Because the site was so complicated in terms of the consultation that had to be done between heritage authorities and the council between 1993 and 1996, there was much talk and correspondence about the future of the site but little was done. Letters went back and forth between the NMC and the Council stating the plans they had for the demolition and the future plans of the Gas Works. It is sad that none of those plans came into fruition and the buildings on the site slowly began to deteriorate. In 1996 plans were revived for the demolition of some of the machinery and some of the buildings on site. Correspondence between the NMC and the city shows that some of the applications to demolish some of the buildings were refused on the basis that they had to be part of a larger Conservation Management Plan. A Conservation Management Plan was however never completed for the site but, according to Peter Finsen, the demolition of certain machinery on the site took place and Retort No. 2 for example was left empty as there was a vision to re-use the space for another purpose in the future.

As a result, thieves began to notice that there was stripping being done in the buildings. Some would come at night and steal some of the machinery for recycling. In the end, even parts of machines that were intended to be kept intact were now being damaged and stripped. After the exercise was complete, it became increasingly evident that the site had to be sold. It was sold in 2001 to an American Company who decided to sell their 95% shareholding to three individuals in 2003 (Egoli Empowerment Holdings holds 5% of the shares of the company).

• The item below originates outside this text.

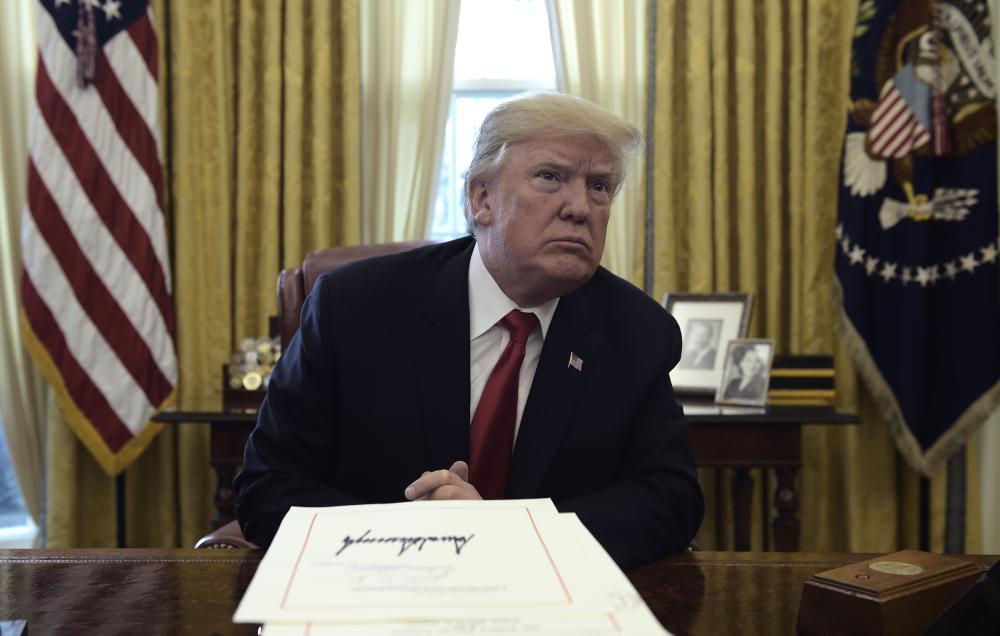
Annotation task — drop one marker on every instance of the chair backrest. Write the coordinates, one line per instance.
(296, 283)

Since 2003 the company has grown and has gone into a new era where the current management began to re-lay all the gas pipes in Johannesburg so as to make them compatible with the natural gas that is pumped from Mozambique, via Sasol Secunda to the suburbs of Johannesburg. The change has made the company more efficient and profitable. Although this era has ushered in success for the company, it has made the contrast of the unused buildings even starker.

The buildings, which have been standing empty for almost two decades, are in a deplorable state. They are actually dangerous to walk in because of all the rusted steel and the holes where demolished machinery used to stand. The proposed future development will revive the old buildings and breathe a new life onto the site.

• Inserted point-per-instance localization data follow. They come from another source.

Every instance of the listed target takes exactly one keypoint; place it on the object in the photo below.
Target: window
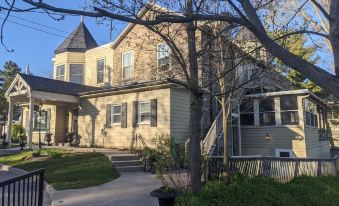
(144, 112)
(116, 114)
(100, 70)
(283, 153)
(127, 65)
(60, 72)
(289, 110)
(267, 111)
(76, 73)
(247, 112)
(163, 57)
(311, 117)
(40, 121)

== State of Conservation ==

The site is currently used by Egoli Gas for their offices and workshops. The original Gas Works buildings have not been in active use since 1992, and most of the machinery was removed after the gas factory closed down.

The face brick buildings are still in good condition and are mostly structurally intact. The first installed retort from 1929 is still complete, and represents the manufacturing process of making gas out of coal.